Agreements containing restrictions by "object" may still fall outside the scope of Article 101 TFEU if they do not appreciably affect trade between EU Member States (in which case national law would instead apply).[1] However, this effect on trade concept is interpreted very widely in practice, and EU law may therefore apply to agreements concerning a limited part of a market. Moreover, EU Member State national competition authorities and courts may choose to apply the EU Commission's approach to appreciability to the equivalent national competition rules.

Restrictions by "object"

These changes are particularly important given that the concept of restrictions by "object" has been interpreted ever more widely by the EU Commission and the EU Courts, as well as Member State authorities, in recent years. "Object" restrictions are essentially those which are deemed to be so serious that by their very nature they are capable of damaging competition. There is no need therefore for the Commission to conduct an "effects" analysis to demonstrate that such agreements could have any actual or likely effect on the market in practice (therefore making it much easier for the Commission to meet its burden of proof).

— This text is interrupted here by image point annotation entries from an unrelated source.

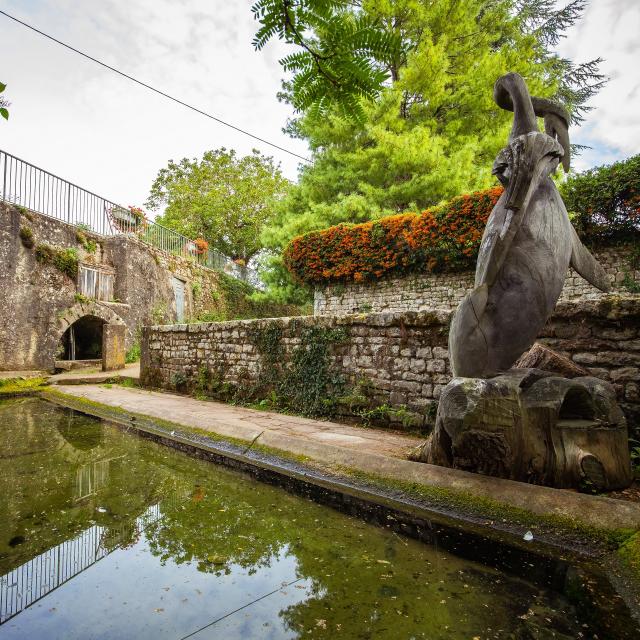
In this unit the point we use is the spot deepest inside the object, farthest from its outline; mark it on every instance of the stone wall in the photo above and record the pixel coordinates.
(398, 360)
(444, 291)
(39, 302)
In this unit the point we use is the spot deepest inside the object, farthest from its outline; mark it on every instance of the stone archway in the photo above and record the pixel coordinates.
(113, 332)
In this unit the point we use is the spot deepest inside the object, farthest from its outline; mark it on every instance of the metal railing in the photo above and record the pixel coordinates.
(35, 189)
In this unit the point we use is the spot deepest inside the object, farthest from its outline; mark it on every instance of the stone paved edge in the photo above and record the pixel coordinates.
(552, 506)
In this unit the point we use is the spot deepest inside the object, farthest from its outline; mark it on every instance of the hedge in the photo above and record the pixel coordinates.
(605, 203)
(446, 237)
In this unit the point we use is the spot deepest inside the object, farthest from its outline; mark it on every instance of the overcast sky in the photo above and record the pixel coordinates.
(110, 136)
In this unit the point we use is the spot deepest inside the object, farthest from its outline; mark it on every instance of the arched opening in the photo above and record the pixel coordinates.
(82, 340)
(577, 405)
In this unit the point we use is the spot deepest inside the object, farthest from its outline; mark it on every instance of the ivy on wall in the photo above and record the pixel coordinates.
(303, 383)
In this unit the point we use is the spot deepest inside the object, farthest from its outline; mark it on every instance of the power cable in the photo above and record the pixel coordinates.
(148, 86)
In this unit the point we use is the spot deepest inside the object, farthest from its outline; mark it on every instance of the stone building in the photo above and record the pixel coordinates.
(69, 295)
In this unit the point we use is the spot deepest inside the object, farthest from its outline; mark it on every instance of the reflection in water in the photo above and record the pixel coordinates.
(188, 549)
(34, 579)
(90, 478)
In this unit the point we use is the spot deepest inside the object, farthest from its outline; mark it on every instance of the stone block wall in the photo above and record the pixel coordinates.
(445, 291)
(396, 359)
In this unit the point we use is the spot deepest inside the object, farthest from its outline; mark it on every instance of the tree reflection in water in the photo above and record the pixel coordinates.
(224, 553)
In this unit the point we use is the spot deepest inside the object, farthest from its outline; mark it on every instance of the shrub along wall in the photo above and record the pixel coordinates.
(415, 292)
(604, 204)
(385, 367)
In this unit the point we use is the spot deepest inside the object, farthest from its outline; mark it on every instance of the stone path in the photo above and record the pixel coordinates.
(80, 376)
(243, 423)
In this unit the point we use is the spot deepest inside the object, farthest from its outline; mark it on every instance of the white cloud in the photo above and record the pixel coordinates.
(609, 29)
(103, 132)
(110, 136)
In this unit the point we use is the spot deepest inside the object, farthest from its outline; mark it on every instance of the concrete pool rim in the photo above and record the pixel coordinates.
(383, 501)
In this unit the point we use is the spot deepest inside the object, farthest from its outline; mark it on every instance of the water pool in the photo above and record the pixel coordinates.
(104, 534)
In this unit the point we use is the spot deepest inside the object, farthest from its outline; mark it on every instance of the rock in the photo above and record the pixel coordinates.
(532, 426)
(541, 357)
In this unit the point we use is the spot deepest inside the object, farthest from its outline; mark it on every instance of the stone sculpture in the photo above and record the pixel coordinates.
(527, 246)
(526, 424)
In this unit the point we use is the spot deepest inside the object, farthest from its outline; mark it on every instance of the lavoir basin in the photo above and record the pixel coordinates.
(104, 534)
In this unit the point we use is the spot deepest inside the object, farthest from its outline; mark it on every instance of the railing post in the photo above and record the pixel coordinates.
(4, 178)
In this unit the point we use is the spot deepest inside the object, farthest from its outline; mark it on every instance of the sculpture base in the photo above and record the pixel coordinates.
(532, 426)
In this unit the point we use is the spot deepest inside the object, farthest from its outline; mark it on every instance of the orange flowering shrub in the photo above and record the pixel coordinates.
(446, 237)
(202, 246)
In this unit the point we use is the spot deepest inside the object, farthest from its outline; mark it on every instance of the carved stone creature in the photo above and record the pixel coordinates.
(526, 424)
(533, 426)
(527, 246)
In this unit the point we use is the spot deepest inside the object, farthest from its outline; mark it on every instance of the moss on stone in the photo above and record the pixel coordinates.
(629, 553)
(21, 386)
(487, 510)
(64, 260)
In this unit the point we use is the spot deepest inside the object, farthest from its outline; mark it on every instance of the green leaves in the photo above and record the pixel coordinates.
(345, 56)
(605, 202)
(222, 198)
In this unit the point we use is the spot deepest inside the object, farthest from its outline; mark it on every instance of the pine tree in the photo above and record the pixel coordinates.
(425, 127)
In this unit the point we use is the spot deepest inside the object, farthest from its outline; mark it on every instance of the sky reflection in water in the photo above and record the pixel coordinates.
(107, 535)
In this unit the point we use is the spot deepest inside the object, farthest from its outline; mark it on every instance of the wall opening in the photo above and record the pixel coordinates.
(82, 340)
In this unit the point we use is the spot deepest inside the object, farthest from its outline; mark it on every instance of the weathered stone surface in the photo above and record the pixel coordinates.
(532, 426)
(445, 291)
(541, 357)
(37, 297)
(113, 346)
(395, 343)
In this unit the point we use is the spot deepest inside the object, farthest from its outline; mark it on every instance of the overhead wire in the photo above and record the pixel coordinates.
(151, 88)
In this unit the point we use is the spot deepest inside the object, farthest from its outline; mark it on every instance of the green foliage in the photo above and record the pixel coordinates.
(629, 552)
(237, 300)
(4, 111)
(309, 386)
(634, 447)
(605, 202)
(89, 245)
(303, 383)
(26, 236)
(179, 380)
(345, 55)
(433, 131)
(133, 354)
(223, 199)
(64, 260)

It has always been clear that cartel agreements such as price-fixing fall within this concept, as well as serious vertical agreements such as resale price maintenance. However this category has gradually been expanded to include agreements where it is less obvious they would automatically have such a deleterious effect on competition (such as so-called "pay for delay" patent dispute settlement agreements in the pharmaceutical context (see here), and certain information sharing arrangements between competitors (see here)). The line between "object" and "effect" restrictions is not always clear.

Working document on "object" restrictions

At the same time as publication of the new De Minimis Notice, the EU Commission has published a "staff working document" (see here) setting out those restrictions which have been found in previous cases to fall within the "object" category. This is stated to serve as a practical check-list to assist companies to assess whether their agreements are covered by the De Minimis Notice or not. However, this does not prevent the EU Commission or Courts (or indeed Member State authorities) from categorising new forms of agreement as "object" restrictions, as has already occurred in a number of novel cases.

3. Conclusion

The EU Commission's renewal of the De Minimis Notice and its safe harbour provisions is welcome. However, it is disappointing that the EU Commission has as a result of the relatively ambiguous statements of the CJEU in the Expedia judgment adopted a "per se" position which assumes that all object restrictions automatically constitute appreciable restrictions on competition in all circumstances, regardless of the economic reality (despite the previous case law to the contrary).

In particular in light of the expanding definition of "object" restrictions, even agreements involving small players and which may have little impact on competition in practice may breach the rules.

Competition law compliance is therefore more important than ever.